Наша семья вернулась из Маньжурии домой в 1933 году, за два года до продажи дороги. Следовательно, Сережу Нечаева я не видел семь лет.

Он мало изменился за эти годы, если не считать худобы и серого, тюремного цвета лица, как и у всех нас.

- Нечай! Сережа! Вот это встреча! - удивился я.

- Нормальная, - сказал он, разглядывая меня. - А где нам еще встречаться!

"Повзрослел Сережа Нечай, - подумал, - обобщать научился".

- Закурить не найдется? - спросил он.

Я снял серую бязевую фуражку, из-под подкладки осторожно извлек жирный махорочный окурок, готовый рассыпаться.

- Газетки бы, - сказал я озабоченно.

- Это сейчас! - отозвался Сережа и через минуту вы нес из палаты газетный треугольничек ровно на одну "козью ножку".

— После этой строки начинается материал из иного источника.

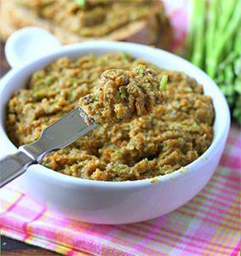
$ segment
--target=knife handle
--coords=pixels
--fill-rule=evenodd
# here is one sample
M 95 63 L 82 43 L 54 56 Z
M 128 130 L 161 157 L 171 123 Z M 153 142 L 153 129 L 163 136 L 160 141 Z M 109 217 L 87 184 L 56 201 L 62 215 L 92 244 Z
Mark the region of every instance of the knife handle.
M 35 161 L 21 151 L 0 160 L 0 188 L 26 172 Z

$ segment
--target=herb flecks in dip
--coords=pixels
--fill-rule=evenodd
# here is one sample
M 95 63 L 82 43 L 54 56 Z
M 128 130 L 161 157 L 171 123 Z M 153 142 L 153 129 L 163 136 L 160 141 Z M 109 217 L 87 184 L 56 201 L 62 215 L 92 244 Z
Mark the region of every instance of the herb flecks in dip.
M 135 180 L 173 172 L 210 145 L 214 109 L 202 85 L 187 75 L 158 69 L 123 53 L 60 58 L 35 72 L 26 89 L 8 105 L 6 127 L 15 145 L 36 140 L 43 129 L 93 93 L 105 70 L 154 69 L 168 75 L 165 102 L 151 113 L 111 128 L 98 127 L 69 147 L 49 154 L 42 164 L 67 175 L 106 181 Z
M 144 65 L 131 70 L 106 70 L 94 91 L 80 100 L 80 106 L 101 125 L 129 121 L 163 102 L 159 87 L 157 72 Z

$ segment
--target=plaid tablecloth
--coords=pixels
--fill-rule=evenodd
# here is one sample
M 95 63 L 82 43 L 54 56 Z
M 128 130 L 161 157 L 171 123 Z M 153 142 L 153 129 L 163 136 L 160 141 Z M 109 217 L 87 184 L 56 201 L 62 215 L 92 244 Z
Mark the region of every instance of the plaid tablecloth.
M 240 170 L 241 134 L 232 127 L 209 183 L 169 214 L 126 225 L 86 224 L 48 211 L 9 184 L 0 190 L 1 231 L 66 255 L 238 255 Z
M 172 46 L 178 53 L 185 40 L 186 3 L 167 4 L 175 31 Z M 240 171 L 241 134 L 232 126 L 209 183 L 169 214 L 127 225 L 90 224 L 51 212 L 9 184 L 0 189 L 1 233 L 66 255 L 238 255 Z

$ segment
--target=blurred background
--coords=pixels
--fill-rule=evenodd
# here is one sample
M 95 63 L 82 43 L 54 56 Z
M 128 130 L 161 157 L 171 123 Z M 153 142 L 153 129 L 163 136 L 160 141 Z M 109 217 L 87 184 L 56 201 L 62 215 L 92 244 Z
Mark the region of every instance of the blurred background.
M 233 122 L 241 124 L 240 0 L 0 0 L 0 4 L 1 77 L 9 70 L 4 42 L 25 26 L 43 27 L 64 44 L 93 39 L 145 44 L 202 68 L 225 94 Z M 3 255 L 52 255 L 6 238 L 2 247 L 7 248 Z

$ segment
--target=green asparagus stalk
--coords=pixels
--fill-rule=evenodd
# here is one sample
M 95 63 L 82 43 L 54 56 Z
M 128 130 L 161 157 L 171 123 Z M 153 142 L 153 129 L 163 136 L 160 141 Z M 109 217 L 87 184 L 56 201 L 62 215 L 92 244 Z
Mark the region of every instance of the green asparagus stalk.
M 223 33 L 222 36 L 221 34 L 220 35 L 220 40 L 217 41 L 216 46 L 214 49 L 213 61 L 209 63 L 209 66 L 207 66 L 207 72 L 212 78 L 215 77 L 216 64 L 221 56 L 225 44 L 228 43 L 230 38 L 234 35 L 235 32 L 237 32 L 238 29 L 238 26 L 240 26 L 240 11 L 241 1 L 238 1 L 236 8 L 234 9 L 233 15 L 231 17 L 231 20 L 227 26 L 226 32 Z
M 215 43 L 215 32 L 217 29 L 217 9 L 219 6 L 219 0 L 210 1 L 210 4 L 207 14 L 207 30 L 205 41 L 206 67 L 215 65 L 215 63 L 212 63 L 213 61 L 215 61 L 215 60 L 213 59 L 212 53 L 214 51 L 214 46 Z
M 193 53 L 192 61 L 200 67 L 204 62 L 204 37 L 205 26 L 205 1 L 194 0 L 194 9 L 198 10 L 194 21 L 195 41 L 193 43 Z

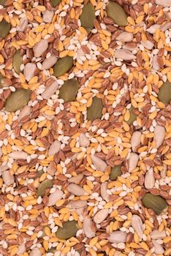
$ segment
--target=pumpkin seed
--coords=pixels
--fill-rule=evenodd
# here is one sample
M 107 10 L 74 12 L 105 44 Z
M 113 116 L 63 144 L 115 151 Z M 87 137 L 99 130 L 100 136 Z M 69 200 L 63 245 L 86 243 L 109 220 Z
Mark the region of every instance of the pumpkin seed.
M 15 112 L 21 109 L 30 100 L 31 91 L 23 89 L 12 92 L 5 102 L 5 110 Z
M 56 247 L 51 247 L 50 249 L 48 249 L 47 252 L 56 252 Z
M 56 78 L 64 75 L 73 65 L 73 58 L 66 56 L 59 59 L 53 67 L 53 75 Z
M 163 197 L 151 193 L 145 194 L 142 202 L 145 207 L 151 208 L 157 215 L 159 215 L 167 207 L 167 203 Z
M 103 105 L 102 99 L 94 97 L 91 105 L 87 110 L 87 119 L 94 120 L 102 116 Z
M 6 0 L 0 0 L 0 4 L 4 6 L 4 3 L 6 2 Z
M 89 2 L 83 8 L 81 15 L 80 17 L 81 26 L 91 31 L 94 29 L 94 20 L 95 19 L 95 9 L 93 4 Z
M 165 105 L 170 103 L 171 99 L 171 83 L 168 80 L 164 83 L 163 86 L 160 88 L 158 98 L 160 102 Z
M 40 183 L 39 186 L 37 189 L 37 195 L 38 196 L 43 197 L 47 189 L 51 189 L 53 187 L 53 181 L 50 179 L 45 179 L 42 182 Z
M 127 15 L 118 4 L 110 1 L 106 6 L 106 12 L 107 16 L 111 18 L 118 26 L 126 26 L 127 24 Z
M 59 239 L 69 239 L 75 236 L 77 230 L 77 222 L 75 220 L 68 221 L 63 223 L 62 227 L 58 227 L 56 236 Z
M 11 24 L 8 23 L 4 19 L 0 22 L 0 37 L 5 38 L 11 29 Z
M 110 178 L 112 181 L 115 181 L 118 176 L 121 176 L 121 165 L 114 166 L 110 172 Z
M 4 78 L 4 77 L 3 77 L 3 75 L 1 74 L 0 74 L 0 88 L 3 88 L 4 86 L 5 86 L 5 85 L 2 80 Z
M 60 2 L 61 0 L 52 0 L 52 5 L 55 8 Z
M 131 108 L 129 108 L 129 113 L 130 113 L 130 118 L 129 119 L 129 121 L 127 121 L 127 123 L 129 125 L 131 125 L 133 124 L 133 122 L 137 120 L 137 116 L 135 114 L 134 114 L 134 113 L 132 112 L 132 110 L 134 108 L 133 107 L 131 107 Z
M 78 83 L 76 79 L 69 79 L 65 81 L 59 90 L 58 97 L 65 102 L 74 101 L 78 91 Z
M 23 58 L 20 56 L 20 50 L 16 50 L 12 59 L 12 66 L 17 74 L 20 72 L 20 65 L 23 63 Z

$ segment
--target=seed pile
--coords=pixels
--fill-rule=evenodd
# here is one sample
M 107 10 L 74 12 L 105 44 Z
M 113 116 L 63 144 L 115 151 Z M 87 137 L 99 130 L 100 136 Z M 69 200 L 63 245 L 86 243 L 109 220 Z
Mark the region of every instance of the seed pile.
M 0 255 L 171 255 L 170 29 L 170 0 L 0 0 Z

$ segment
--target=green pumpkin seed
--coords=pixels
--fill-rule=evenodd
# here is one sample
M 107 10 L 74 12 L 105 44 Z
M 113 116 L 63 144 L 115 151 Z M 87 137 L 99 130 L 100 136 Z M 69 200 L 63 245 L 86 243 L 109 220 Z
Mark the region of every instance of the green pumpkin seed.
M 168 80 L 164 83 L 162 86 L 160 88 L 158 98 L 160 102 L 165 105 L 170 103 L 171 99 L 171 83 L 170 83 Z
M 151 193 L 145 194 L 142 202 L 145 207 L 151 208 L 157 215 L 159 215 L 167 207 L 167 203 L 163 197 Z
M 59 239 L 69 239 L 72 236 L 75 236 L 77 230 L 77 222 L 75 220 L 68 221 L 63 223 L 62 227 L 58 227 L 56 236 Z
M 23 89 L 17 89 L 12 92 L 5 102 L 5 110 L 15 112 L 21 109 L 30 100 L 31 91 Z
M 12 66 L 17 74 L 20 72 L 20 65 L 23 63 L 23 58 L 20 56 L 20 50 L 16 50 L 12 59 Z
M 4 19 L 0 22 L 0 37 L 5 38 L 11 29 L 11 24 L 8 23 Z
M 81 26 L 91 31 L 94 29 L 94 20 L 95 19 L 95 9 L 93 4 L 89 2 L 83 8 L 81 15 L 80 17 Z
M 118 176 L 121 176 L 121 165 L 114 166 L 110 172 L 110 178 L 112 181 L 115 181 Z
M 65 102 L 74 101 L 78 91 L 78 83 L 75 79 L 69 79 L 65 81 L 59 90 L 58 97 L 63 99 Z
M 73 58 L 66 56 L 59 59 L 53 67 L 53 75 L 56 78 L 64 75 L 73 65 Z
M 110 1 L 106 6 L 106 12 L 107 16 L 111 18 L 118 26 L 126 26 L 127 24 L 127 15 L 118 4 Z
M 61 0 L 52 0 L 52 5 L 55 8 L 60 2 Z
M 6 0 L 0 0 L 0 5 L 4 6 L 5 2 L 6 2 Z
M 56 252 L 56 247 L 51 247 L 48 251 L 48 252 Z
M 45 181 L 41 182 L 37 192 L 38 196 L 43 197 L 46 192 L 46 189 L 51 189 L 53 184 L 53 181 L 50 179 L 45 179 Z
M 87 110 L 87 119 L 94 120 L 102 116 L 103 105 L 102 99 L 94 97 L 91 105 Z
M 132 110 L 134 108 L 133 107 L 131 107 L 131 108 L 129 108 L 129 113 L 130 113 L 130 118 L 129 119 L 129 121 L 127 121 L 127 123 L 129 125 L 131 125 L 134 123 L 134 121 L 135 120 L 137 120 L 137 116 L 135 114 L 134 114 L 134 113 L 132 113 Z
M 5 85 L 4 84 L 2 80 L 4 78 L 4 77 L 3 77 L 3 75 L 1 74 L 0 74 L 0 88 L 3 88 L 4 86 L 5 86 Z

- Крути! - сказал он, отдавая бумажку. - У меня одна рука.

- Как одна рука? - не понял я.

Он поднял кверху левую руку, потряс ею. Рукав халата осел, опустился, и из него выглянула розовая култышка. Я растерялся от неожиданности.

- Как так? - спросил я.

- Обыкновенно, - пояснил он. - Сунул под вагонетку. Понял, что до конца зимы не доживу.

- Давно ты здесь? - спросил я.

- Где здесь? - переспросил он. - В больнице, на Ат-Уряхе, в Союзе? В Союз приехали в тридцать пятом после продажи дороги, На Ат-Уряхе с тридцать восьмого. В больнице с марта.

Я смотрел на его култышку как завороженный. Красные тугие рубцы блестели, повязка была уже снята.

- Скоро выгонят, - сказал он со вздохом.

Уже тогда я был дохлее его, но на подобный шаг не решился бы. Я так любил свои послушные руки, и был благодарен им за смелость. Нет, не решился бы! Я отчетливо представил, что ждет Сережу.

- Тебя будут судить как саботажника, - сказал я с болью и страхом. - Саморубов теперь судят по статье пятьдесят восемь пункт четырнадцать. Как за контрреволюционный саботаж. Могут шлепнуть.

- Не шлепнут, - сказал он, глядя в сторону. Еще пусть докажут. А до червонца добавить могут...

Саморубов в лагере называли "ручками ". Многие из них отзывались на эту кличку, как на имя, на прозвище. Увечье левой руки у заключенного рассматривалось, как действие преднамеренное. Правосторонние "ручки" встречались чрезвычайно редко. Вообще, эта форма протеста была в ходу у блатных.

Существовали саморубы: они чаще встречались на лесоповале, рубили обычно четыре пальца левой руки, оставляя большой палец.

Существовали самострелы: последние возможны были там, где проводились взрывные работы - на руднике, в шахте, в забое, на шурфах. Достать детонатор у взрывников, которые, как правило, тоже принадлежали к преступному миру, не представляло сложности: можно было выменять на спирт, на чай, на табак, выиграть в карты или выкрасть, наконец. Самострелы зажимали детонатор в руке и поджигали шнур. Мастырщики мастырили себе флегмоны. На тыле кисти, на предплечье, иногда на ноге продергивали грязную нитку под кожу и обрезали концы. Так называемые, каловые флегмоны были страшными. Мастырщики нередко теряли не только руку, но и жизнь.

Сережа Нечаев был первый саморубом с пятьдесят восьмой статьей, которого я встретил на третьем году моей лагерной жизни. Вот тебе и Сережа Нечаев - маленький, кругленький, смешливый, который даже наши мальчишеские петушиные драки обходил стороной когда-то.

- Ты с какого участка? - спросил я его.

- С третьего.

- Тогда понятно, почему мы не встретились раньше.

Лагерь третьего участка был на отшибе, далеко от центральной усадьбы.

Через несколько дней, раздобыв покурить, я пошел в больницу навестить земляка.

- Его уже выгнали, - сказал гладкий санитар, грудью выжимая меня из дверей.

Как я уже говорил, с жизнью, отраженной в литературе, мы знакомились по хрестоматии, деля героев на положительных и отрицательных. Уже неплохо разбирались в "лишних людях"...

80 000 советских граждан, вернувшихся на родину после продажи КВЖД, оказались в стране - "лишними". Вот почему в местах заключения они легко находили друг друга.